The seriousness of the situation and the many interests it will effect cannot at this time by fully realized, but as the months of the fall and winter come the full extent of the calamity will be known.

$38,000,000 loss in the value of farm products in Maryland means not only a loss for the farmers but the wage earners and business interests of every kind, will directly or indirectly be seriously effected, and especially the canners.

$3,002,481 less money paid to the farmers of Carroll county will result in a serious situation for them, work a great hardship for the laboring people of the county, reduce the sales of merchants in every line, no new farm implements will be bought, collections difficult, decreased bank deposits and the blighting result will be seen and felt by all.  It will inevitably mean higher prices for many foods and this will add an additional hardship for the wage earners and those of little means.  The demand for manufacturing products of all kinds will decrease, and this will mean the manufacturer will require fewer employees, many will be laid off and the wages of those retained reduced.
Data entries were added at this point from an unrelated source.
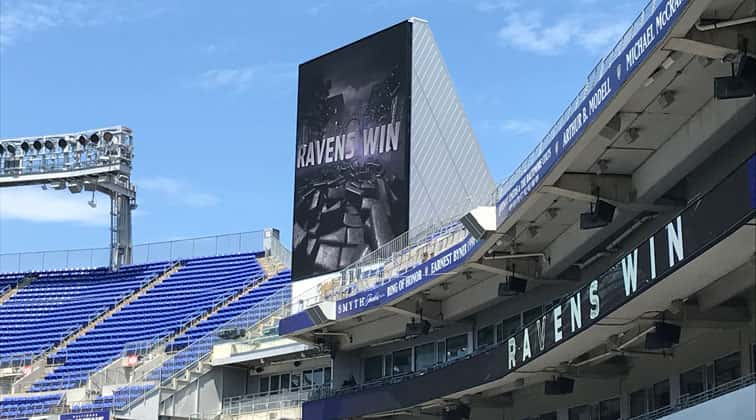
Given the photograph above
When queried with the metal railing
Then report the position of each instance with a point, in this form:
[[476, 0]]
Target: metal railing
[[593, 78], [205, 246], [687, 400], [198, 351], [261, 402]]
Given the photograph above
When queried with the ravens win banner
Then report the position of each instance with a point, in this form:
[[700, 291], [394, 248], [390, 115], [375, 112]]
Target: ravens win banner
[[351, 179]]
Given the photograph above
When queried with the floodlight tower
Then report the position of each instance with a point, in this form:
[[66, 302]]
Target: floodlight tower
[[91, 160]]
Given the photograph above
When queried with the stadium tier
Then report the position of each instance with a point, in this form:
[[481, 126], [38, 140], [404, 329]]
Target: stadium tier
[[198, 286], [27, 406], [56, 304], [217, 319]]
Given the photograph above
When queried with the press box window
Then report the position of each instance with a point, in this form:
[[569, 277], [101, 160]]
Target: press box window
[[693, 382], [726, 369], [456, 346], [373, 368], [402, 362], [425, 356], [486, 336]]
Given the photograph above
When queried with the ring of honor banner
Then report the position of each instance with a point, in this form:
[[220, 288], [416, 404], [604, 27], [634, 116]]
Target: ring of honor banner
[[351, 182]]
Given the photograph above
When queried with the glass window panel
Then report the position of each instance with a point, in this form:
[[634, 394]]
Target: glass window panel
[[582, 412], [307, 379], [486, 336], [274, 384], [402, 362], [660, 395], [638, 403], [318, 376], [693, 381], [510, 326], [531, 315], [373, 368], [726, 369], [456, 346], [295, 381], [609, 409], [387, 365], [425, 356]]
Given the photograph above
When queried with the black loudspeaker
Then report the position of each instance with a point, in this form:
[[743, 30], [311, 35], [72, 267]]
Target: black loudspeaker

We are not calamity howlers, but the seriousness of the situation cannot be exaggerated.

The Government and the state may be able to help some, but at best neither the Government nor State can provide much relief.

We are inclined to believe Mr. Symons’ estimated loss in Maryland is too low.  The figures given on sweet corn cannot be right.  He gives the normal value of the sweet corn crop in Maryland $819,691, while the value of the sweet corn crop in Carroll county alone, when there is a normal crop is worth that much or more.”

Editors H. P. Gorsuch and John Mitten correctly understood the broad impact of the drought in a region where agriculture dominated the economy. Everyone from the farm laborer to the banker felt the pinch. The drought of 1930 was made somewhat more unpleasant by the fact that it happened during the early months of the Great Depression. History, however, shows that most local families survived the economic crisis brought on by the drought of 1930 and later ones that visited our region.

The writer would like to thank Del. Joe Getty for suggesting the subject of this column.


Photo caption: Carroll County farms, such as the Kiser-Valentine Farm near Taneytown photographed in c 1960, suffered from a severe drought in 1930. Historical Society of Carroll County, gift of Mr. and Mrs. Charles J. Trout, 1991.